В этих условиях процветали мелкие интриги, от которых Олег держался на почтительном расстоянии и работу которых он также досконально изучил. Он умел не сближаться с людьми ровно настолько, чтобы его не обвиняли в отчуждённости.
Коллективная работа была противна Олегу, профессии журналиста и, может, даже человеческой природе. Как только появилась возможность, он завёл отдельный кабинет и распоряжения чаще всего передавал удалённо. До этих пор он максимально абстрагировался от коллектива, был на своей волне. Он проживал этот период, надеясь поскорее его перерасти и забыть о нём.
Параллельно он работал и на другие издания, поэтому знал всю журналисткую конъюктуру его города. Это не только давало ему дополнительной доход, но и помогало не привязываться к одной газете. Всё было одно то же. В это не хотелось углубляться. Он узнавал всё больше о мире, и ни одно из этих знаний не приносила счастья.

Мысль об увольнении грела Олега, подобно тому, как мысли о смерти греют в жёсткой депрессии. Призрак увольнения постоянно витает во время нелюбимой работы, иногда со стороны начальника, иногда в надежде на лучшую работу. Многие ходят на собеседования уже с надеждой уволиться или даже с желанием, чтобы всё-таки не взяли. В бедной стране увольнение это маленькое самоубийство, прыжок в никуда, особенно в провинциальном городе. Есть люди, которые легко увольняются и находят новую работу, но чаще это вырывание с мясом, не только материальные трудности, но и осуждение знакомых и семьи. Уволиться даже с наиболее бесперспективной работы считается капризом.
Олег упёрся в потолок, едва приступив к работе. Даже в самых радужных фантазиях он не видел тех перспектив, которые могли бы его хотя бы минимально удовлетворить. При всей адаптивности и умении быть прагматичным, у него были амбиции. Он ещё не мог чётко и однозначно сказать, чего он хотел, но явно не этого.
У него всё ещё было желание сказать своё слово в своём стиле, и оно было необозримо далеко от исполнения. И самым обидным было то, что он к нему максимально приближался, брал ручку или клавиатуру, набирал каждую букву, и при этом не ощущал близость к тому, что он оставил на листе. Он что-то оставлял, а в ответ получал только лёгкое отвращение к этому всему.
Не пытаться ничего изменить теперь ему казалось правильнее и проще, чем это имитировать. Он не мог выбирать ни тему, ни стиль, ни график работы. Вот тебе и свободная журналистика. Физические нагрузки, нервы, трудности в коллективе, всё это не изматывает так, как ощущение бессмысленности твоей работы. В творческом труде всегда есть ощущение, кто, если не я. На этот вопрос Олег мог бы легко ответить, да кто угодно.
Это заставило его взглянуть на миф о Сизифе уже не с традиционной, а с экзистенциальной стороны. Люди, которые просто тянут лямку, не смотрят по сторонам и принимают рутину стали ему понятнее имитаторов, которые порываются к переменам, но при первых же трудностях подстраиваются под формат. Ты знаешь, что надо делать, куда тащить этот камень и не надо думать, для чего это. Это и отличает физическую работу от условно творческой, в которой для каждого слова нужна микроскопическая мотивация.
Теперь уже стройка не казалась ему такой ужасной. В некотором роде она было более привлекательной, ведь люди всегда больше любят то, что они не имеют, чем то, что у них есть.

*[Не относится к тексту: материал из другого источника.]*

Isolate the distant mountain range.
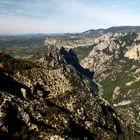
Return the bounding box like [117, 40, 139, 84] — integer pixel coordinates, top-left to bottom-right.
[0, 26, 140, 38]
[82, 26, 140, 36]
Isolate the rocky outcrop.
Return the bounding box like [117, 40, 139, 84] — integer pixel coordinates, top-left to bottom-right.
[0, 46, 133, 140]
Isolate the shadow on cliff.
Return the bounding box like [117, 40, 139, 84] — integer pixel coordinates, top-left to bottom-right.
[0, 70, 31, 98]
[60, 47, 94, 79]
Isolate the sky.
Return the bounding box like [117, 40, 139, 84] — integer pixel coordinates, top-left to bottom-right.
[0, 0, 140, 34]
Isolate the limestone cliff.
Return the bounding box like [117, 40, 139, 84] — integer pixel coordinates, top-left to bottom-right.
[0, 46, 138, 140]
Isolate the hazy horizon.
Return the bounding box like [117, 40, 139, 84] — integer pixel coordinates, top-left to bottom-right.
[0, 0, 140, 35]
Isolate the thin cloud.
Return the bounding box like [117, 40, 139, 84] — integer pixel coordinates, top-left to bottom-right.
[0, 0, 140, 34]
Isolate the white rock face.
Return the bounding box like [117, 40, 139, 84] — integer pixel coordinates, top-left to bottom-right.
[124, 45, 140, 60]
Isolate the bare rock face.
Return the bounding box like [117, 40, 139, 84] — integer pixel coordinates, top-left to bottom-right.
[0, 46, 138, 140]
[81, 33, 140, 133]
[124, 45, 140, 60]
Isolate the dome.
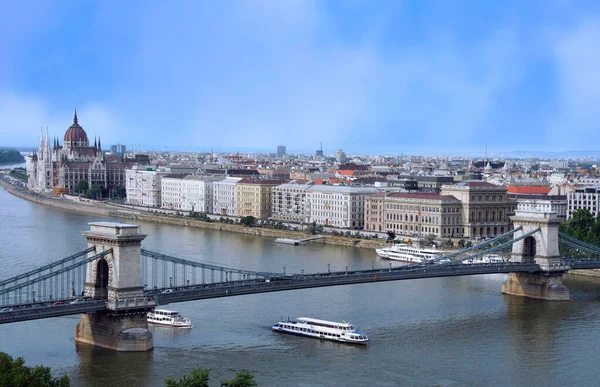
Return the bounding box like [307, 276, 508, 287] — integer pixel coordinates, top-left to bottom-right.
[64, 110, 88, 146]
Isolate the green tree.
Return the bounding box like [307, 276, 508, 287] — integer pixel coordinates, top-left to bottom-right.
[387, 230, 396, 242]
[240, 216, 256, 227]
[221, 370, 257, 387]
[165, 368, 210, 387]
[75, 180, 90, 193]
[85, 184, 102, 199]
[0, 352, 71, 387]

В историях успеха есть переломные встречи, события и периоды, без которых любой талант и труд остаётся либо невостребованным, либо среднестатистическим. Все мы знаем этих одарённых работоспособных людей, которые давно должны были покорять хит парады, но всё ещё топчутся у подножья. Он не получили тех самых предложений, которые меняют жизнь.
Так бы и выгорал Олег дальше, если бы однажды в редакцию не зашёл один непримечательный человек. Если говорить об отличительной черте, то его можно было бы назвать гаденьким. Из тех людей, которые умеют быть обходительными и говорят правильные вещи, но при длительном общении в них чувствуется что-то отталкивающее. Такие люди обыкновенно решают щекотливые вопросики, договариваются между важными чиновниками. Конкретно этого человека Олег больше никогда не встречал, и в этом было что-то мистическое, ведь со временем он узнал всех таких решал его маленького города. Поэтому на память о нём осталось только это ощущение гадливости, будто слабый ядовитый запах пытаются перебить сладковатыми духами.
- Вы пишите статьи? - спросил незнакомец.
Олег подтвердил.
- Знаю Вас. Говорят, Вы надежда молодой журналистики.
Олег смутился, а незнакомец победно улыбнулся.
- Мы следим за Вашми публикациями, и можем это подтвердить. Поэтому хотели бы предложить Вам сотрудничество. Вы тот человек, который должен с этим справиться.
- Работа на иностранную разведку?
- А Вы с чувством юмора. Нет, это работа на пользу на нашего города. Вот тут все условия.
Незнакомец с удивительной ловкостью вытащил и всучил Олегу белый конверт, который он механически спрятал.
- Надеюсь, вы сделаете правильный выбор.
После этого он быстро покинул помещение. Так же скоро из редакции пропали все следы его пребывания. Остался только конверт, в котором должно было что-то, более интересное Олегу, чем старомодное любовное письмо.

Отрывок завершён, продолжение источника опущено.